ELLE : En quoi est-elle, pensez-vous, un outil de développement particulièrement précieux ?

AZ : Depuis la crise sanitaire de 2020, on a vu émerger de nouvelles questions dans les consciences. Qu’elle est ma place dans ce monde ? A quoi je sers ? Sans mon job, mes hobbies, mes amis, mes voyages, mes looks à la mode… qui suis-je finalement ? Cela a permis à beaucoup de commencer, l’air de rien, leur shadow work, un travail sur les ombres de leur égo. On a en quelque sorte, malgré nous, débuté la plus grande thérapie de groupe jamais organisée sur Terre ! Pour beaucoup, il est devenu vital de placer sa santé mentale et émotionnelle au premier plan. Etre badass, c’est faire preuve de courage pour prendre ses responsabilités.

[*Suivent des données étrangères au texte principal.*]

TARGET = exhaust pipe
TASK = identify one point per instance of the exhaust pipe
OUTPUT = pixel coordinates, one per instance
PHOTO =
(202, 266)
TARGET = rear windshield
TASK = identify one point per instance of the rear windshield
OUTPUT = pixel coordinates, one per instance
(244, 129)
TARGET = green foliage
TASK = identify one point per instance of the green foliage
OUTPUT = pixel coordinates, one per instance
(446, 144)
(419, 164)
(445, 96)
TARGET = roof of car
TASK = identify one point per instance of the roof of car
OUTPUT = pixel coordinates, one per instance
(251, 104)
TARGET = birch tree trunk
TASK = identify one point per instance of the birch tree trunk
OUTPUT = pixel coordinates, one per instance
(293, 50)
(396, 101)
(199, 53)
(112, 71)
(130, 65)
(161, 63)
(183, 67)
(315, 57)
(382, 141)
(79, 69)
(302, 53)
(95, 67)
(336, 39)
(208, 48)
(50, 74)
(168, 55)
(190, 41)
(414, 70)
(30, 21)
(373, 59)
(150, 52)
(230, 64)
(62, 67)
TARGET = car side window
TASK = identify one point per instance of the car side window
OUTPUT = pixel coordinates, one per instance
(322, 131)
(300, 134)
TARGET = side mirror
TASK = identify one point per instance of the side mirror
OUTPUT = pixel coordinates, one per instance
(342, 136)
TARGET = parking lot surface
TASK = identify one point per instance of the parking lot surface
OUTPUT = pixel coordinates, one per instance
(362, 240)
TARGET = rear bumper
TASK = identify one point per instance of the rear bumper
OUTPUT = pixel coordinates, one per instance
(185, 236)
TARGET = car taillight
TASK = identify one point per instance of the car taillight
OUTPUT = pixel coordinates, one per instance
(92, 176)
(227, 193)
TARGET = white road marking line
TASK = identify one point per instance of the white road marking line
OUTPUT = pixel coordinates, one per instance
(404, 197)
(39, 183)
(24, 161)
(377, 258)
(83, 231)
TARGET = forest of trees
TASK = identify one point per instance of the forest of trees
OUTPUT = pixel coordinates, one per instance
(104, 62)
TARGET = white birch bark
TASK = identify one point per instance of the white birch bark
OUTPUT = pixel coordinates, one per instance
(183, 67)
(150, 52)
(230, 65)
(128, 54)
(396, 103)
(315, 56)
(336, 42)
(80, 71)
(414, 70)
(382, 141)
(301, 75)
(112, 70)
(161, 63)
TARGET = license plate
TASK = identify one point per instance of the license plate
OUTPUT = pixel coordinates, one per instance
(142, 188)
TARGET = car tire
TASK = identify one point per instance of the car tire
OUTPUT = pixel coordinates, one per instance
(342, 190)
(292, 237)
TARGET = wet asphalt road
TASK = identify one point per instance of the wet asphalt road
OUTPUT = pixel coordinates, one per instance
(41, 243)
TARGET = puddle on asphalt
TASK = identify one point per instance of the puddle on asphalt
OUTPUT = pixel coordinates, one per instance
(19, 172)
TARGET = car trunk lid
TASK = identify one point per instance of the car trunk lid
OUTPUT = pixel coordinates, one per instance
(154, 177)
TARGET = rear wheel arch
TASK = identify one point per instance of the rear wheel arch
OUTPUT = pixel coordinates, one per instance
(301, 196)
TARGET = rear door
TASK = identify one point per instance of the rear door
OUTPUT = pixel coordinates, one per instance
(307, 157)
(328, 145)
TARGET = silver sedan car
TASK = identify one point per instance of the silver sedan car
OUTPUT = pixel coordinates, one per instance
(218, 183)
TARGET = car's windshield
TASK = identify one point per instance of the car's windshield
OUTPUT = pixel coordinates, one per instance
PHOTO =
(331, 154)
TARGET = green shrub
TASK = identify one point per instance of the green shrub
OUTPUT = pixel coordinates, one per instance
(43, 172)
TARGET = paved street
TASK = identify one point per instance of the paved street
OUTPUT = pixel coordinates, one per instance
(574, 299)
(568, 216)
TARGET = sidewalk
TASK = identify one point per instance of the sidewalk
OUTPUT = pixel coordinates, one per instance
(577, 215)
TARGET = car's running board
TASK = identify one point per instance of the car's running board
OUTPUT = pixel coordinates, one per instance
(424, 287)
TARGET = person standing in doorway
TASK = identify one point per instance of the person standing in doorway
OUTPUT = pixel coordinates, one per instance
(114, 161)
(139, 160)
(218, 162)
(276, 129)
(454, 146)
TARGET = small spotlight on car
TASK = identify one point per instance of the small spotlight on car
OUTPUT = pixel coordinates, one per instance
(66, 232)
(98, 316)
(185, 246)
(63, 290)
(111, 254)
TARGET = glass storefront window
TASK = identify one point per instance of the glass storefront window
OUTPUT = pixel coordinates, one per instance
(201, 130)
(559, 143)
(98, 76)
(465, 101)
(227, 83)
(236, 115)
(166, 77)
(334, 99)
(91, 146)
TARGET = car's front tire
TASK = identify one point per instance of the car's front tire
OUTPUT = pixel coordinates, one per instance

« Pour pouvoir exprimer sa colère, il est nécessaire d’accepter d’être imparfait aux yeux des autres »

ELLE : Vous prônez notamment les bienfaits de la colère, pourtant a priori antinomique de la spiritualité…

AZ : Comme l’avait dit en 2007 Ségolène Royal : « Il y a des colères parfaitement saines ». Les psychologues considèrent la colère comme une soupape de décompression qui cache d’autres émotions comme la peur, la tristesse, l’anxiété. Un peu comme si on ressentait une surcharge d’émotions qui nous mettraient dans l’inconfort. On se sent bloqué, coincé, et la colère nous sert alors d’exutoire pour relâcher la tension accumulée. Ce qui freine la juste expression de la colère, c’est aussi qu’elle est perçue comme assimilée à la perte de contrôle. Elle fait peur, c’est pour ça qu’on l’évite le plus possible. Etre en colère, c’est éprouver une ferme opposition entre soi et les autres. Pour pouvoir exprimer sa colère, il est nécessaire d’accepter d’être imparfait aux yeux des autres, d’être incompris, voire rejeté. Assumer de se débarrasser de son masque du bon gars et de la femme cool.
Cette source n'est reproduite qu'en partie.